La schematicità di queste tappe non va considerata come rigidità, infatti Freire stesso ritiene necessario reinventare continuamente le modalità di realizzazione in base al contesto di riferimento e ai soggetti a cui ci si riferisce.
Applicazione pratica nel contesto specifico dell’alfabetizzazione in italiano L2
Intendo qui riportare una riflessione in merito alla mia esperienza di insegnamento della lingua e cultura italiana in un piccolo CAS, confrontandola con quella svolta al CTP “Diego Valeri” di Padova: inizierò quindi riassumendo l’esperienza di Surian e Surian (2013), in quanto cronologicamente precedente, per passare poi a descrivere e analizzare la mia (2017).
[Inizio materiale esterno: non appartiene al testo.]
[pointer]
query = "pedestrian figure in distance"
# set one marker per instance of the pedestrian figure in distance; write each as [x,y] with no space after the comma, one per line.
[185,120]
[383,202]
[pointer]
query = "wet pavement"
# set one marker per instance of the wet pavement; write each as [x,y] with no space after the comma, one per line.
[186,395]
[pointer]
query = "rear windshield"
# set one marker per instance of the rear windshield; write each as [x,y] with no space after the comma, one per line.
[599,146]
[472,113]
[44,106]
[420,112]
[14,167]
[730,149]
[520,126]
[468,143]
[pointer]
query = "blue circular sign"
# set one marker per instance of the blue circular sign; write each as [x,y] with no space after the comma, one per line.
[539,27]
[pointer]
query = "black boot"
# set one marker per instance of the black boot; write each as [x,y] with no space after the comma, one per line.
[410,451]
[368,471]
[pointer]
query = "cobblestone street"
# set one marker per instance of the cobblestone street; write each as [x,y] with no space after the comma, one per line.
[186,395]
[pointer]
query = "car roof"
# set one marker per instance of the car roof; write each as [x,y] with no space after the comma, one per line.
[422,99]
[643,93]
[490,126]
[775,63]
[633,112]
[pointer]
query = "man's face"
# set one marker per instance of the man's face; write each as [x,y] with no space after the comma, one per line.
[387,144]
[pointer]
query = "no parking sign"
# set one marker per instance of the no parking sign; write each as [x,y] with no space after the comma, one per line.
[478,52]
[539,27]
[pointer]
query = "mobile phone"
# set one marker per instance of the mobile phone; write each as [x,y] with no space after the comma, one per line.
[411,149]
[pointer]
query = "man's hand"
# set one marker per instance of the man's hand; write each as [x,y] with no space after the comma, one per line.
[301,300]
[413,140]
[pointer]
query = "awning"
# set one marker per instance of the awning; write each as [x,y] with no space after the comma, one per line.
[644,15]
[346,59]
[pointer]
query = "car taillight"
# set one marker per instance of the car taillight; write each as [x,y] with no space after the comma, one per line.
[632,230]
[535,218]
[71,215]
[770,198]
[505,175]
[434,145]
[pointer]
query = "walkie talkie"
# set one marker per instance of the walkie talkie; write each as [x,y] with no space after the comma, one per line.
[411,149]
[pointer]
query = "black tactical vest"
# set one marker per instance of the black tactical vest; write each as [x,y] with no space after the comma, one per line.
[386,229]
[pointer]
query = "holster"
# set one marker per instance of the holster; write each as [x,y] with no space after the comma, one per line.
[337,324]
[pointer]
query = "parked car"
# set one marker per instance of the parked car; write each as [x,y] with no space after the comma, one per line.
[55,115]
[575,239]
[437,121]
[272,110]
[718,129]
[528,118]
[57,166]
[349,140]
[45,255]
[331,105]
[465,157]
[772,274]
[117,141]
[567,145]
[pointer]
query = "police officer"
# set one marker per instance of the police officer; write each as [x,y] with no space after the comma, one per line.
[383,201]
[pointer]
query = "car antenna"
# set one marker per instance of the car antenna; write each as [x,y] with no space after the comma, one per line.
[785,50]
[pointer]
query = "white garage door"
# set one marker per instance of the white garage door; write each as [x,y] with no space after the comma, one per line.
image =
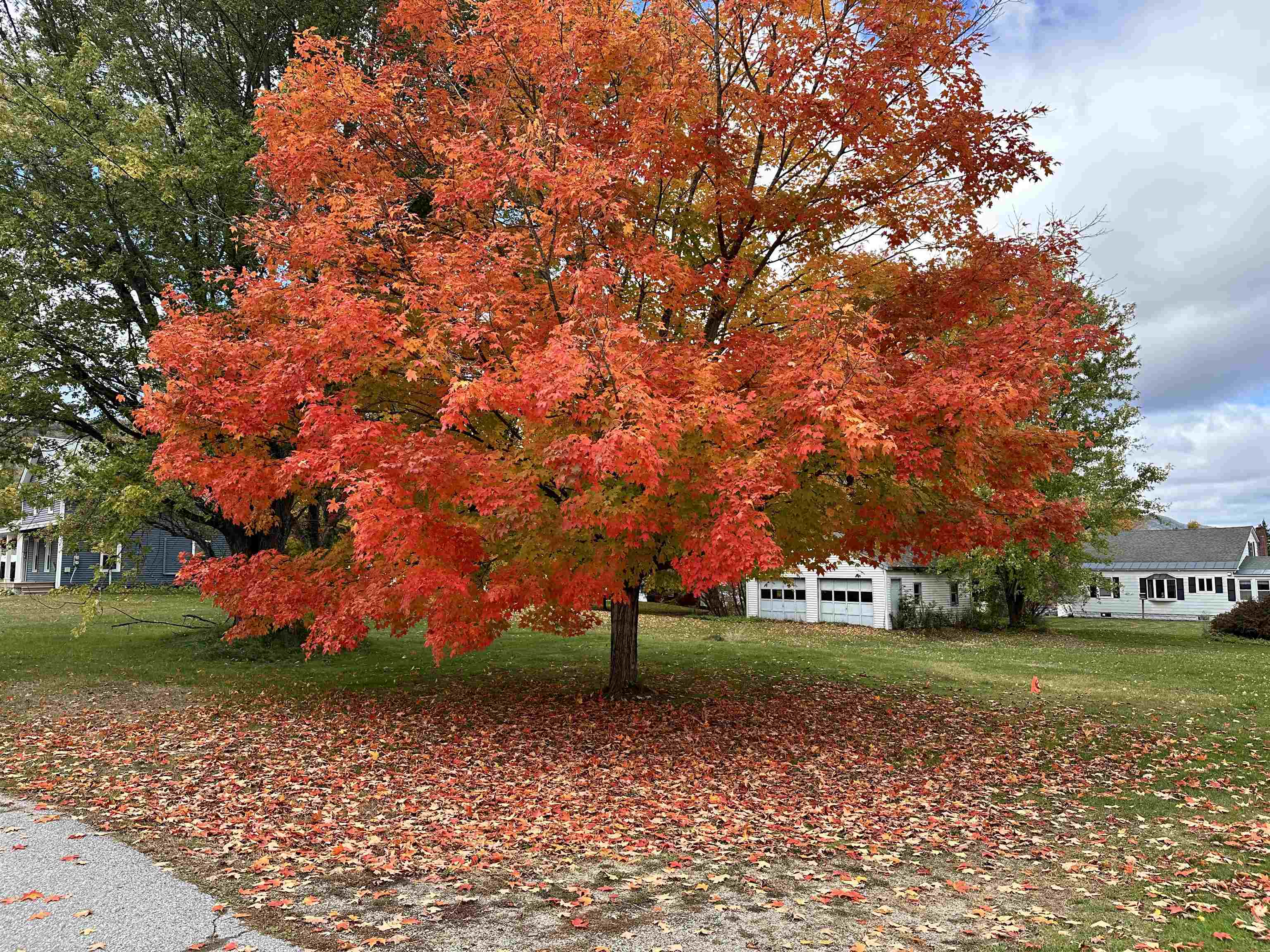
[846,601]
[785,600]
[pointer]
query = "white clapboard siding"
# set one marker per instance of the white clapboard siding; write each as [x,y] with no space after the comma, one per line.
[1129,606]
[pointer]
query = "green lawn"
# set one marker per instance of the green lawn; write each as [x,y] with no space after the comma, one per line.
[1133,680]
[1129,671]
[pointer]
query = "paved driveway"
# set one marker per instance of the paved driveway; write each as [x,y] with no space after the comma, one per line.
[65,888]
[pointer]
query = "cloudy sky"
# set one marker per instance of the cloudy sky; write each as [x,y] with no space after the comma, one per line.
[1160,117]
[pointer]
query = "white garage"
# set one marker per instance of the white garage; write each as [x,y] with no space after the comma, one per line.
[784,600]
[847,601]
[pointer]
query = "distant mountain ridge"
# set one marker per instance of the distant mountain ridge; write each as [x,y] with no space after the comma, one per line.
[1164,522]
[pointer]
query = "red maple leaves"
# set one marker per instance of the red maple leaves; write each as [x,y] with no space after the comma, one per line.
[643,291]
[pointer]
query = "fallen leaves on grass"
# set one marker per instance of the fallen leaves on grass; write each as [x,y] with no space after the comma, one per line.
[397,783]
[460,781]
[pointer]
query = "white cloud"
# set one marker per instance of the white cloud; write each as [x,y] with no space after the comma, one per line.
[1221,462]
[1159,119]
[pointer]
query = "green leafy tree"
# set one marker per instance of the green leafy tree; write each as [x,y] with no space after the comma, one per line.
[1101,404]
[125,133]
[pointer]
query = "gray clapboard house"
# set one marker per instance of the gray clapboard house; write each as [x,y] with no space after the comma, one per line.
[33,559]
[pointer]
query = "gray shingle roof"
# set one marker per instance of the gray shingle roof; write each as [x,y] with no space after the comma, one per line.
[1255,565]
[1177,549]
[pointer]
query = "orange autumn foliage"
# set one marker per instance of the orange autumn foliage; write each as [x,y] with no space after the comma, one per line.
[561,294]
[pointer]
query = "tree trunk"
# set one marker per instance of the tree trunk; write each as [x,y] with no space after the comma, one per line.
[1015,606]
[1014,596]
[624,644]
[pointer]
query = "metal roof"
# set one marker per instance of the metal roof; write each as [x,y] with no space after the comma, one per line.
[1147,550]
[1163,566]
[1255,565]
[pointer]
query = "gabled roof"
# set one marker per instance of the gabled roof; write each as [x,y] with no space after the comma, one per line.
[1177,549]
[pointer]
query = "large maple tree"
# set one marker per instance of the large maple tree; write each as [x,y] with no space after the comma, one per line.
[558,295]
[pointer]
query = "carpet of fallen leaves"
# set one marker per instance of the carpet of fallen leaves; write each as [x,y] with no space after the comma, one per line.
[473,781]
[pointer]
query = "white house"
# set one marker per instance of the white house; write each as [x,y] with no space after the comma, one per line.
[1178,573]
[851,593]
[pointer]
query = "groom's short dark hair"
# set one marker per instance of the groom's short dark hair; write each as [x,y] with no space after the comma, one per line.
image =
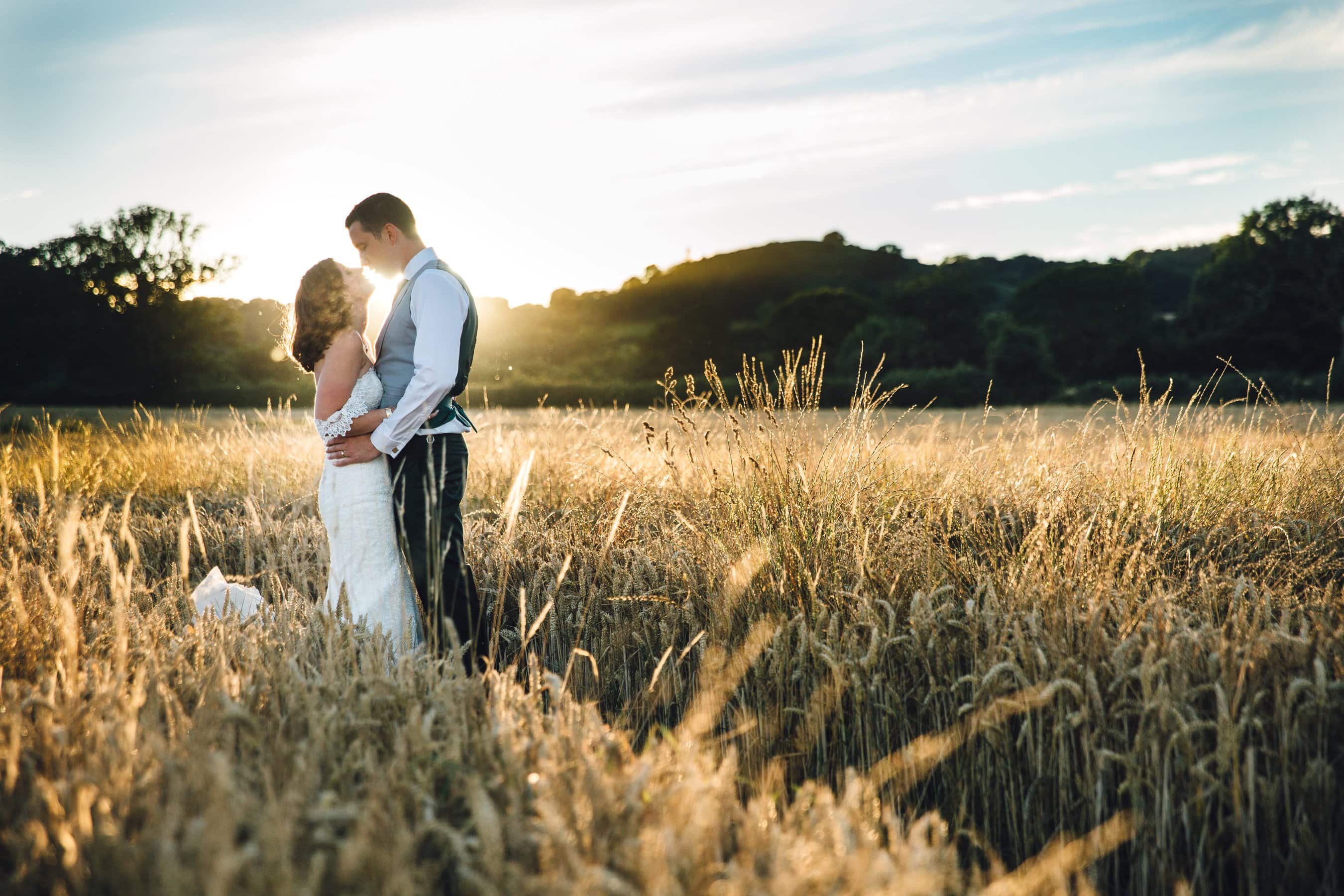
[381,210]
Nonostante la diversità delle due istituzioni, ritengo che il confronto sia significativo in quanto i due percorsi educativi si ispirano allo stesso metodo pedagogico e si rivolgono allo stesso tipo di utenza. Ciò mi permette di verificare se il modo in cui ho inteso applicare il metodo freiriano nel contesto del CAS sia simile al modo in cui hanno inteso applicarlo in altri contesti e se vi sia similitudine nello svolgimento del lavoro e nei risultati.
Nell’applicare il metodo freiriano all’insegnamento dell’italiano L2 bisogna tenere presente che esso è stato ideato originariamente per insegnare a leggere e scrivere in lingua madre a un gruppo comunitario di apprendenti; ciò rappresenta un’importante differenza di base ed è perciò legittimo domandarsi se tale applicazione sia in effetti possibile ed efficace. Come sottolineano gli autori (2013, p. 70): «Il contesto di insegnamento di una lingua seconda è molto diverso da quello in cui si trova una comunità di analfabeti che apprende a leggere e a scrivere in lingua madre. L’esigua competenza orale nella lingua seconda non permette quel tipo di dialogo che facilita l’introspezione legata alle parole generatrici». Il gruppo di apprendenti presenta caratteristiche molto diverse: nell’idea di Freire (1973) esso appartiene a una stessa comunità e possiede cultura e vissuto comune, invece nel CTP «non vi è un vissuto comune: spesso, infatti, nel gruppo che apprende, le persone provengono da Paesi diversi; interessi e quotidianità sono differenti da persona a persona. Ciò non vuol dire che non si possano trovare ambiti d’incontro, familiarità, interesse e necessità, in cui diventa possibile, tramite le parole generatrici, instaurare un dialogo, anche semplice, su cui la motivazione di tutti possa rimanere alta» (Surian e Surian, 2013, pp. 70-71).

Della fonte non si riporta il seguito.